Marco Pantelic über Serbiens Team und seinen Freund und heutigen Gegner Kevin-Prince Boateng

Herr Pantelic, heute beginnt Ihre erste Weltmeisterschaft. Sind Sie aufgeregt?

Ich bitte Sie! Wir haben doch überhaupt keinen Druck. Serbien hat sich als Gruppenerster qualifiziert, das ist das große Stück Kuchen für unsere Landsleute. Sie sind stolz auf uns. Alles Weitere ist eine Zugabe, die Sahne zum Kuchen.

Am Rande der wenig erfolgreichen Testspiele gab es Ausschreitungen, die serbischen Fans waren nur schwer zu beruhigen.

Die Menschen sind halt mit dem ganzen Herzen dabei. Aber wir werden uns ohnehin besser präsentieren als in der Vorbereitung, glauben Sie mir das.

Was macht Sie so zuversichtlich?

Unsere Mannschaft. Es herrscht eine unglaubliche Atmosphäre. Wenn wir zusammenkommen, dann ist das wie bei einem Klassentreffen, wenn sich alte Freunde viel zu erzählen haben. Wir sitzen bis tief in die Nacht beieinander und hören uns zu. Das ist einfach nur schön. Bei einem so langen Turnier kann das von großem Vorteil sein. Andere Teams gehen sich vielleicht schnell auf die Nerven.
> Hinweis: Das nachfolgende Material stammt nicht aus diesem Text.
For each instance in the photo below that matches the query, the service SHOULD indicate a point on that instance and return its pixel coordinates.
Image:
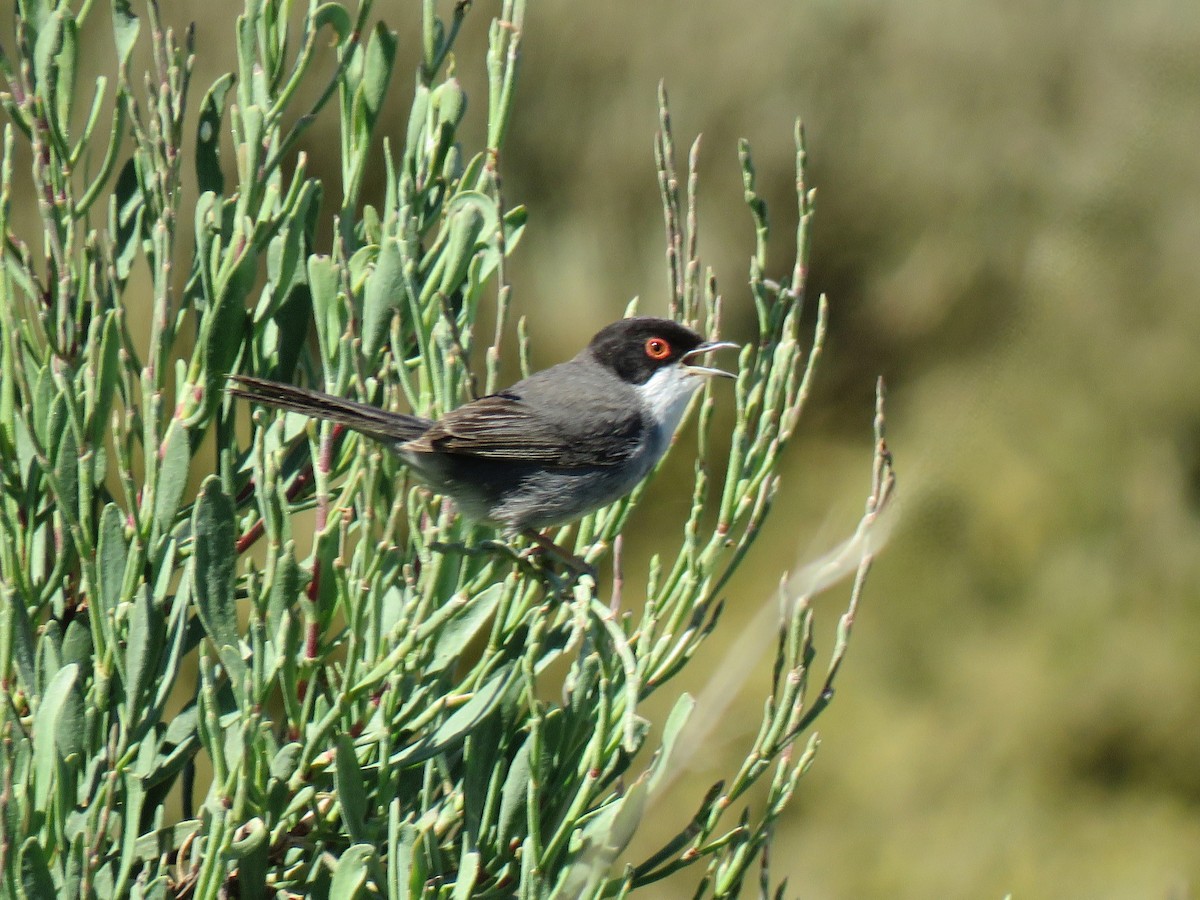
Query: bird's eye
(657, 348)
Die werden nicht in der Lage sein, ihr Bestes füreinander zu geben.

Sie treffen heute auf Ghana und ihren alten Freund von Hertha, Kevin-Prince Boateng. Halten Sie noch Kontakt?
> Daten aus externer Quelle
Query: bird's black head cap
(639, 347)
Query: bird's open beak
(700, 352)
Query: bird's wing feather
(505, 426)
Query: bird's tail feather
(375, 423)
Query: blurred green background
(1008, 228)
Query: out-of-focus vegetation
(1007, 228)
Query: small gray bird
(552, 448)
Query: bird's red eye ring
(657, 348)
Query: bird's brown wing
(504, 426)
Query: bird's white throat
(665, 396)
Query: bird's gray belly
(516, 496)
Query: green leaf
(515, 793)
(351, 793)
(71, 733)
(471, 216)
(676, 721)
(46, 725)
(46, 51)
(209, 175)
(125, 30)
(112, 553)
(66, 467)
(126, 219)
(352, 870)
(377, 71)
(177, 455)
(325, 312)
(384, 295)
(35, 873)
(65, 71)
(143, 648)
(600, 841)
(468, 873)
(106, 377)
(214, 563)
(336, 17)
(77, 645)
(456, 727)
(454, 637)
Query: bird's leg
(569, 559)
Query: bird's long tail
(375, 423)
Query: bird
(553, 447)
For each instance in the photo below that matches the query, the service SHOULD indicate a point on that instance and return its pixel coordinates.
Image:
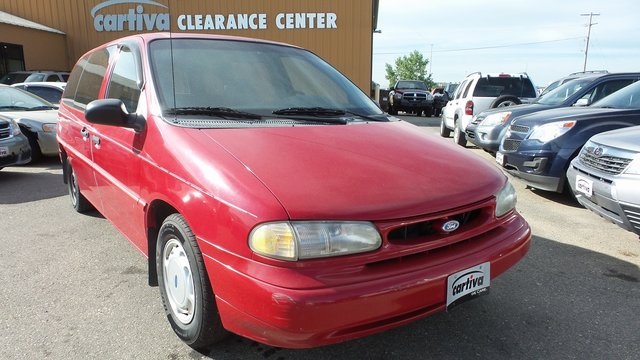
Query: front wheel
(78, 201)
(459, 137)
(444, 130)
(184, 286)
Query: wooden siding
(348, 47)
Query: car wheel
(505, 100)
(78, 201)
(36, 153)
(184, 286)
(444, 131)
(459, 137)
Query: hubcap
(178, 281)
Sogar regelmäßig. Die Freundschaft wird in dem Spiel allerdings erst einmal ruhen müssen. Ich glaube nämlich, dass dieses erste Spiel entscheidend für den Verlauf unserer Weltmeisterschaft sein wird. Gewinnen wir, ist alles möglich.

Haben Sie mit Boateng über das Foul an Michael Ballack gesprochen?

Ja, und ich weiß ganz genau, dass es keine Absicht war. Er hat mir gesagt, dass es ihm Leid tut. Da wird ein ziemlich übles Spiel mit Kevin getrieben, die Medien machen ihn zu einem Bad-Boy. Aber ich kann Ihnen versichern: Das ist er nicht. Kevin ist ein guter Junge. Er weiß, wie man sich benimmt.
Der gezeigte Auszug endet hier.